COMMENTO ALLE LETTURE

Commento a cura di don Paolo Matarrese

In questo anno giubilare, ai pellegrini venuti a Roma, viene proposto un cammino che parte da Castel Sant'Angelo e, percorrendo via della Conciliazione, termina a piazza San Pietro con il passaggio della Porta Santa. A livello simbolico, esso rappresenta il cammino di conversione che il Giubileo ci offre per rinnovare la nostra fede. Si parte infatti da Castel Sant'Angelo, nato come mausoleo funebre che, con la sua struttura massiccia e circolare, rappresenta le “chiusure mortifere” sul nostro IO, che ci portano ad allontanarci da Dio e a disinteressarsi degli altri. Da questo punto di partenza ci si mette in cammino (conversione) verso piazza San Pietro che, a livello architettonico, si presenta invece come un abbraccio, aperto e misericordioso, da parte del Signore e della sua Chiesa nei confronti dei pellegrini invitati a riaprire la loro vita alla misericordia di Dio e agli altri, in particolare i poveri.

Il simbolismo di questo cammino giubilare, può aiutarci ad entrare nella pagina del vangelo di oggi, dove Gesù, attraverso questo racconto del ricco e del povero Lazzaro, ci sollecita a verificarci a che punto stiamo in questo cammino di conversione.
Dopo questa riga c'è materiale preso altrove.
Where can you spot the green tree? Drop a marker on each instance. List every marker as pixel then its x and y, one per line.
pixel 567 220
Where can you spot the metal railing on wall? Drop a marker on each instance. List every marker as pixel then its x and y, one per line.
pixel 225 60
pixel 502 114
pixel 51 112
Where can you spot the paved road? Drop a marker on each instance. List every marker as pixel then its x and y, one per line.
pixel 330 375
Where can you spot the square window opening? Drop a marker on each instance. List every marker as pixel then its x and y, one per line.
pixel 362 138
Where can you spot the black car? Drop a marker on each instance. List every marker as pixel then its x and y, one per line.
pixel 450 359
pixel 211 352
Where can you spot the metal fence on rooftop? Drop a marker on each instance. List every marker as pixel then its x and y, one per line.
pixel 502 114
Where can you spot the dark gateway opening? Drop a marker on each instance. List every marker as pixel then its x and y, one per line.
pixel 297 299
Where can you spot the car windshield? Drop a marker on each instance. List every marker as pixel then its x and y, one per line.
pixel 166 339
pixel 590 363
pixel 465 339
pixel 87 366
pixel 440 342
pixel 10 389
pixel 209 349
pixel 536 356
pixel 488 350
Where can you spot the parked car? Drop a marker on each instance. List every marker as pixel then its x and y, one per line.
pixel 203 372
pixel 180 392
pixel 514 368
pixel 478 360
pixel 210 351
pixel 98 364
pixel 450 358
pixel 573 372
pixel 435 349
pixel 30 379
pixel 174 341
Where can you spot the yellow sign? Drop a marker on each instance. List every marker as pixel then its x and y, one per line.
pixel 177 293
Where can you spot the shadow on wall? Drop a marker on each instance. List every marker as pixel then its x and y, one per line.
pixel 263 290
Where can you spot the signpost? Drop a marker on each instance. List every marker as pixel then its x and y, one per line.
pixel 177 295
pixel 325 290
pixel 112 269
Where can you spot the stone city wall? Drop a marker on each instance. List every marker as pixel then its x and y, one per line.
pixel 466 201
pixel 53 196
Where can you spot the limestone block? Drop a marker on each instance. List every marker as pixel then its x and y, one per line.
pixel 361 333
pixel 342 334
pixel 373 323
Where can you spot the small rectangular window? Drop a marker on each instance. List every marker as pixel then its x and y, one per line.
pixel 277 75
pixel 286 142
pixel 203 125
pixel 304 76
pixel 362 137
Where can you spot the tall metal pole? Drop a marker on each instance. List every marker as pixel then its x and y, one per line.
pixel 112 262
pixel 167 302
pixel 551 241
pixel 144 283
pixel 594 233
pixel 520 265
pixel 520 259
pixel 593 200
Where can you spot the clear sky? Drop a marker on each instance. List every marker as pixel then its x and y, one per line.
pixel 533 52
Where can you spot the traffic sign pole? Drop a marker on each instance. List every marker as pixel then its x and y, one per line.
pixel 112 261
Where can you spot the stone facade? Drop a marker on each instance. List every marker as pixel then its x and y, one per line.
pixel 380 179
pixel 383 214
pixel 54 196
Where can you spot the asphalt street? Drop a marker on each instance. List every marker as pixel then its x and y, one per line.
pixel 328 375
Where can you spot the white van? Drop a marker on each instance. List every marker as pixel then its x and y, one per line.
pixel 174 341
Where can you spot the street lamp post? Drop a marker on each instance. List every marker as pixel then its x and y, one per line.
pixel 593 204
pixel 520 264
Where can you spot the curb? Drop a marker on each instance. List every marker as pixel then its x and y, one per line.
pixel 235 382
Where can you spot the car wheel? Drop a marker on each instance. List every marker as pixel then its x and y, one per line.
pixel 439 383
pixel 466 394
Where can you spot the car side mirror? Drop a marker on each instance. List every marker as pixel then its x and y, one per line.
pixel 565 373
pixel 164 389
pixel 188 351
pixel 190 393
Un paio di domeniche fa Gesù ci aveva ricordato che “Dio, non ha mandato il Figlio nel mondo per condannare il mondo, ma perché il mondo sia salvato per mezzo di lui”(Gv3,17) e infatti Gesù, nel racconto di oggi, solo apparentemente sembra consegnarci una storia centrata su una sentenza definitiva dei protagonisti: Lazzaro consolato e il ricco condannato ai tormenti, ma in realtà questo racconto è l'ennesimo e accorato invito di Gesù alla nostra conversione e alla possibilità di aprirci alla salvezza che Lui ci è venuto a donare!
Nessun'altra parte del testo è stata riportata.